Rora hanya mengangguk ketika Tri membawanya ke tempat makan sederhana. Setelah memesan, mereka pergi mencari tempat untuk duduk.

Sembari menunggu pesanan mereka, Rora menyapukan pandangannya melihat ke penjuru arah. Tempatnya memang tidak terlihat mewah, tapi dari segi kebersihan, tempat ini patut diacungi jempol.

"Sebelumnya udah pernah makan di sini?" tanya Tri ketika menyadari tingkah Rora. Rora langsung mengalihkan pandangannya pada Tri.

"Pernah sih. Tapi udah lama banget."

Tri pun manggut-manggut mengerti. Tak lama kemudian pesanan mereka sudah sampai. Mereka langsung makan tanpa mengobrol sedikit pun. Di sela-sela mereka makan, terdengar nada dering telpon. Ternyata itu berasal dari ponsel Tri.

"Halo. Ini lagi di warung makan. Oh, udah. Nih lagi sama sepupu lo juga. Okedeh." Reno menjawab pertanyaan dari sebrang sana. Beberapa saat kemudian, sambungan langsung terputus.

Mendengar itu, Rora sudah menebak kalau yang menelepon Tri adalah Reno.

"Reno tadi bilang katanya mau ke sini." Tri memberitahu. Rora hanya mengangguk saja. Kemudian ia kembali makan.

"Oh, lo gak suka bawang putih juga?" tanya Tri ketika melihat Rora menyisikan irisan bawang putih yang ada di sayur ke pinggir piring.

Rora meringis malu saat lelaki itu menyadarinya.

"Bukan gak suka sih, Kak. Tapi kurang suka. Apalagi kalo banyak gini."

"Sama sih gue juga kalo kebanyakan gak suka," timpal Tri menyetujui. Rora hanya tersenyum dan mengangguk menanggapi. Setelahnya mereka kembali terdiam.

***

"Kenapa ya, Bang?" tanya Dio pada akhirnya.
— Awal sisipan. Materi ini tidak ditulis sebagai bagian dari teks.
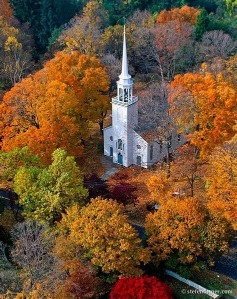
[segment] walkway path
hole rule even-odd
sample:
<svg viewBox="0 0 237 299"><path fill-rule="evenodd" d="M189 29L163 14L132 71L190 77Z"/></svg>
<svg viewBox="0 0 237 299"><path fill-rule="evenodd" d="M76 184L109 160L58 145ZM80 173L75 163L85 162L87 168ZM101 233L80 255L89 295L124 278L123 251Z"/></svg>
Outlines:
<svg viewBox="0 0 237 299"><path fill-rule="evenodd" d="M112 158L102 156L101 157L100 162L106 169L106 173L101 176L101 178L104 181L119 170L118 167L114 166Z"/></svg>
<svg viewBox="0 0 237 299"><path fill-rule="evenodd" d="M142 239L145 232L144 228L135 225L132 226L138 231L139 237ZM237 236L231 244L228 253L216 261L214 266L208 268L210 270L237 280Z"/></svg>

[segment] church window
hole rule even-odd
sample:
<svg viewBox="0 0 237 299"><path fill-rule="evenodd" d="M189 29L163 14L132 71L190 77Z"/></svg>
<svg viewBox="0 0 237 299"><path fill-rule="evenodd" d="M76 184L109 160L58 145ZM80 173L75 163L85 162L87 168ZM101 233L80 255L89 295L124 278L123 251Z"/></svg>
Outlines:
<svg viewBox="0 0 237 299"><path fill-rule="evenodd" d="M122 121L122 108L117 109L117 120L118 121Z"/></svg>
<svg viewBox="0 0 237 299"><path fill-rule="evenodd" d="M159 151L159 154L160 155L160 154L162 153L162 150L163 149L163 146L162 145L162 143L160 143L160 151Z"/></svg>
<svg viewBox="0 0 237 299"><path fill-rule="evenodd" d="M153 159L153 144L152 144L152 145L150 146L150 161L152 161L152 160Z"/></svg>
<svg viewBox="0 0 237 299"><path fill-rule="evenodd" d="M168 136L167 141L168 144L168 148L170 148L172 145L172 134Z"/></svg>
<svg viewBox="0 0 237 299"><path fill-rule="evenodd" d="M118 139L118 149L122 150L122 149L124 149L124 149L122 148L123 148L122 141L121 139Z"/></svg>

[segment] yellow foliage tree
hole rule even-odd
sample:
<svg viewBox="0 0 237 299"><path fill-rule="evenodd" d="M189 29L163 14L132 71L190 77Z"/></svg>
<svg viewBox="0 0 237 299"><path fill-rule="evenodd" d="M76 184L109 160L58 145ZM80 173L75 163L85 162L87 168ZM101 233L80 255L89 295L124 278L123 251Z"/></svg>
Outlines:
<svg viewBox="0 0 237 299"><path fill-rule="evenodd" d="M195 25L200 11L194 7L184 5L180 8L174 8L171 10L162 10L158 14L156 22L166 24L171 21L180 22L188 22Z"/></svg>
<svg viewBox="0 0 237 299"><path fill-rule="evenodd" d="M198 257L212 264L228 250L234 233L224 218L213 217L193 198L168 201L148 215L146 231L156 264L177 252L182 264L195 264Z"/></svg>
<svg viewBox="0 0 237 299"><path fill-rule="evenodd" d="M170 179L164 170L160 170L156 176L152 176L146 186L152 199L160 204L164 203L172 193Z"/></svg>
<svg viewBox="0 0 237 299"><path fill-rule="evenodd" d="M139 246L136 230L128 222L124 208L112 200L100 197L78 209L76 205L63 215L59 225L69 232L72 243L80 246L84 258L114 278L140 276L142 262L149 261L149 250Z"/></svg>

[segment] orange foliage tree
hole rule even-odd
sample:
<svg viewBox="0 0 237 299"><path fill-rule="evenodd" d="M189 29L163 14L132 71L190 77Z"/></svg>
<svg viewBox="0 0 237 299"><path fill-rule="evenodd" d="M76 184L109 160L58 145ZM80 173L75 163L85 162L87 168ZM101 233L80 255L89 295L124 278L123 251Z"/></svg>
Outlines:
<svg viewBox="0 0 237 299"><path fill-rule="evenodd" d="M103 126L108 85L99 60L76 51L58 53L4 97L0 105L2 149L27 145L46 162L58 147L70 154L80 154L90 124Z"/></svg>
<svg viewBox="0 0 237 299"><path fill-rule="evenodd" d="M201 158L234 135L236 92L221 73L217 78L205 71L177 75L170 84L169 95L178 125L190 132L188 137L200 149Z"/></svg>
<svg viewBox="0 0 237 299"><path fill-rule="evenodd" d="M13 9L10 7L8 0L0 1L0 15L6 21L9 20L12 16Z"/></svg>
<svg viewBox="0 0 237 299"><path fill-rule="evenodd" d="M152 200L162 204L172 194L171 180L167 177L166 172L158 170L156 176L151 176L146 186Z"/></svg>
<svg viewBox="0 0 237 299"><path fill-rule="evenodd" d="M195 25L200 13L200 11L198 9L184 5L180 8L176 7L171 10L162 10L157 17L156 22L165 24L176 20L180 22L188 22Z"/></svg>
<svg viewBox="0 0 237 299"><path fill-rule="evenodd" d="M206 257L213 264L216 257L226 252L234 231L225 218L210 214L193 198L172 198L157 212L148 215L147 243L159 263L178 253L183 264L195 264L198 257Z"/></svg>
<svg viewBox="0 0 237 299"><path fill-rule="evenodd" d="M69 233L71 248L82 248L82 258L90 260L110 281L118 276L140 276L140 264L150 260L149 250L139 246L138 232L115 201L97 197L80 210L75 205L59 226L62 232Z"/></svg>
<svg viewBox="0 0 237 299"><path fill-rule="evenodd" d="M209 161L206 187L208 205L236 227L237 219L237 136L216 149Z"/></svg>
<svg viewBox="0 0 237 299"><path fill-rule="evenodd" d="M184 192L186 195L196 198L198 193L203 197L205 183L202 178L205 165L194 156L194 148L185 144L176 151L176 158L172 163L171 176L174 189ZM175 187L174 187L175 186Z"/></svg>

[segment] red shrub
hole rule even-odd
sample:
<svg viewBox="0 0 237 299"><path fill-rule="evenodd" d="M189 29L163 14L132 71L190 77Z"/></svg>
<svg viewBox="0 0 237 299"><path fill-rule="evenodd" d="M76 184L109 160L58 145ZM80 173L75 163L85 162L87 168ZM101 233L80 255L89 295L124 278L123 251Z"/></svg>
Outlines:
<svg viewBox="0 0 237 299"><path fill-rule="evenodd" d="M110 299L172 299L172 290L152 276L120 279L110 295Z"/></svg>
Selama 15 menit ini, Dio dan Reno tidak saling bicara setelah mereka berdua duduk di sebuah cafe. Setelah Dio selesai manggung tadi, Reno bilang, ia ingin mengobrol empat mata dengan Dio. Pada akhirnya di sinilah mereka. Di cafe lain yang dekat dengan Duo Cafe.

"Lo inget waktu gue bilang kalo Fia itu adik kelas gue waktu SMP?"

Dio langsung mengerutkan keningnya ketika Reno menyebut nama Fia.

"Iya inget," jawab Dio.

"Jadi sebenernya Fia itu bukan cuma adik kelas gue. Tapi juga ...." Reno menggantungkan ucapannya. "Mantan gue," lanjutnya.